I need to move on to the R/R and wiring tests. I checked the battery tonight and found that the voltage was 13V when the bike was not running, 12.4V w/ lights on but bike not running, and 12.1V when the bike was running. Cracking the throttle and increasing the rpm did not change the running voltage.

Fuses are fine.
 
That is incorrect - will not run with battery disconnected.
Perhaps I'm not wording it properly, and the battery is needed to close a circuit (I'm no electrical engineer), but shouldn't the alternator run the bike fine and only be charging the battery during normal running? I was trying to say that I don't think it's normal for a battery to continue to discharge to power anything with a fully functioning electrical system.
 
Discussion starter · #57 ·
Once the engine is running, the charging system supplies ALL the power to the bike and also some current to charge the battery - the battery would normally supply zero current once generator is producing current.
The battery is however necessary to maintain operation - if disconnected, bike will die.

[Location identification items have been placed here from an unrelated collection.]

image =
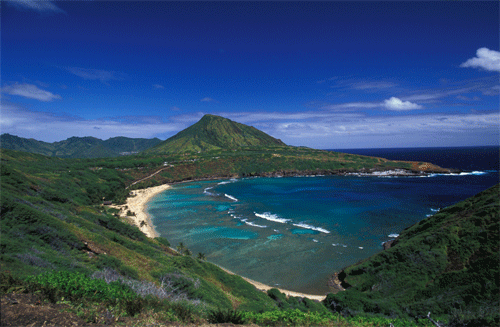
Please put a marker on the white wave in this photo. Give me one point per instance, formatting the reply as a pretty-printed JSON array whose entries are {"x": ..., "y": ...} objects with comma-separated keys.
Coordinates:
[
  {"x": 253, "y": 224},
  {"x": 475, "y": 173},
  {"x": 271, "y": 217},
  {"x": 231, "y": 197},
  {"x": 232, "y": 180},
  {"x": 319, "y": 229},
  {"x": 205, "y": 191}
]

The reason bike 'sorta runs', even with a charging system problem, is that even with one phase down (whether stator &/or R/R) it will generate enough current from the remaining two to maintain running - however it will not be enough to supply all the running power, especially at low engine rpm. So the battery continues to discharge to point that it no longer supplies current to the system, and when the engine rpm drops, the generator cannot either, so it dies.
Then will not re-start because battery is already discharged.
 
Finally got my install done of the FH010. I drilled a hole in the mount bracket and put it back into the stock location running the wires toward the chain. Its tight, but it seems to fit just fine. My idle volts are now 14.2 and 5000 RPM's are 14.25. My HIDS seem to fire faster on the road and i dont get a "blinking" of the dash at idle with both lights on.
Great upgrade!!
 
help -14.5V

Hi guys, please could you help me?

Today I replaced the old original R/R (broken) with the FH008 on my Daytona 675. I followed the procedure described on first page. Now, If I don't connect + and - to the battery the R/R output is 14.5V. If I connect + and - to the battery the engine idle decrease, I can read -14.5V and after 2 o 3 seconds engine shut off!!!!!

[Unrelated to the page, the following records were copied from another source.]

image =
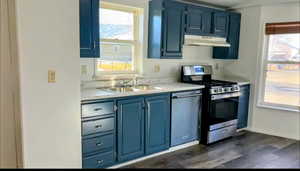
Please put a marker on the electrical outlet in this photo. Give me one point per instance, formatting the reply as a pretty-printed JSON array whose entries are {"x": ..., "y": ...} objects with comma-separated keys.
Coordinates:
[
  {"x": 157, "y": 68},
  {"x": 217, "y": 67},
  {"x": 51, "y": 76},
  {"x": 83, "y": 69}
]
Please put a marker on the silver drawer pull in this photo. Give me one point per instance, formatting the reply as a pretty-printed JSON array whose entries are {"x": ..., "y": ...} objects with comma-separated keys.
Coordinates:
[
  {"x": 100, "y": 161},
  {"x": 99, "y": 144},
  {"x": 98, "y": 109},
  {"x": 98, "y": 126}
]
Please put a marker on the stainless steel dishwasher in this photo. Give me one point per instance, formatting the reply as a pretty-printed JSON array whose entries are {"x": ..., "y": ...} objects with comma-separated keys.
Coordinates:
[{"x": 186, "y": 111}]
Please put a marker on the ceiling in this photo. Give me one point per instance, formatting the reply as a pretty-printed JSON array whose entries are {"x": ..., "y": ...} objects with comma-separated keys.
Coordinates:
[{"x": 240, "y": 3}]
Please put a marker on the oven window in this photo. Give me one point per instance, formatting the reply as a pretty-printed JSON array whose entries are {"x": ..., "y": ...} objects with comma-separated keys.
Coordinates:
[{"x": 224, "y": 110}]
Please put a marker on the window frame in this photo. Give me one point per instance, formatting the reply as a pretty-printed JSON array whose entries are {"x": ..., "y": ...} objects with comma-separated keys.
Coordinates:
[
  {"x": 262, "y": 87},
  {"x": 135, "y": 42}
]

Do you have any idea of what's happenning?

tks a lot
bye
Andrea
 
Would like some opinions and insight please. I followed the diagnostic tests per the first post and this is what I have. Please reference the pic following:

With Red terminal from multimeter to 3-prong harness and black terminal to 4-prong terminal:

P1 - B1: .880
P1 - B2: .880
P1 - R1: .502
P1 - R1: .502

P2 - B1: .921
P2 - B2: .921
P2 - R1: .512
P2 - R2: .512

P3 - B1: 1.
P3 - B2: 1.
P3 - R1: .515
P3 - R2: .515

Now with Black terminal to 3-prong and Red terminal to 4-prong:

P1 - B1: .880
P1 - B2: .880
P1 - R1: 1.
P1 - R2: 1.

P2 - B1: .920
P2 - B2: .920
P2 - R1: 1.
P2 - R2: 1.

P3 - B1: .456
P3 - B2: .456
P3 - R1: 1.
P3 - R2: 1.

Image


Now correct me if I'm wrong but per the first post I didn't want to see a short. I don't see a short and "1." means there's an open circuit! My question here is does the open circuit mean my R/R is no good or am I doing something wrong here?

I continued with the diagnostics for the stator as follows:

I tested all three pins leading back to the stator in no particular sequence other than how they are numbered in pic. The readings were as follows:

1-2: 000
2-3: 000
3-1: 000

Image


I then did the test from all three prongs just for piece of mind with the positive terminal of the multimeter and the negative terminal to the ground and all readings were "1." or open circuit.

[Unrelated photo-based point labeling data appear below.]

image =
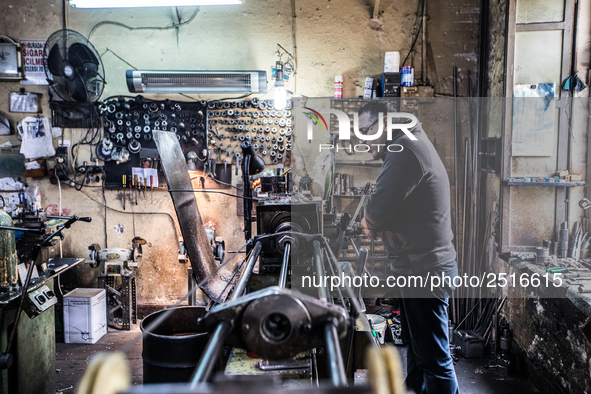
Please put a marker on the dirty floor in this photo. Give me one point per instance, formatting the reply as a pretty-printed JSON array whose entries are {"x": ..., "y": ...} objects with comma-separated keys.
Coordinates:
[{"x": 72, "y": 359}]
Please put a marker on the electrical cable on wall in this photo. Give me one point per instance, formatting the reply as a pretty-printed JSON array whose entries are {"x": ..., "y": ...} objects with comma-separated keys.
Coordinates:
[
  {"x": 173, "y": 26},
  {"x": 417, "y": 35}
]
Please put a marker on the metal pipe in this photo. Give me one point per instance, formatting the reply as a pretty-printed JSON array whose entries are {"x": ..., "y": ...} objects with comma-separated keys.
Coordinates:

I then turned the engine one and retested the harness in the same sequence as before using the AC volts check and all three readings were as follows:

At idle:
~25V

At 5k rpms:
~100V

I've opened my stator up and it doesn't look like anything is charred. Can someone let me know if I should be concerned of anything based on my pic. The glob of goo is solid and I thought it was going to feel like gelatin.

Image


Image


So after all that I have two questions. 1) Did I do the diagnostics on the R/R correctly since I read an open circuit vs a short 2) Does it sound like and look like my stator is good to go?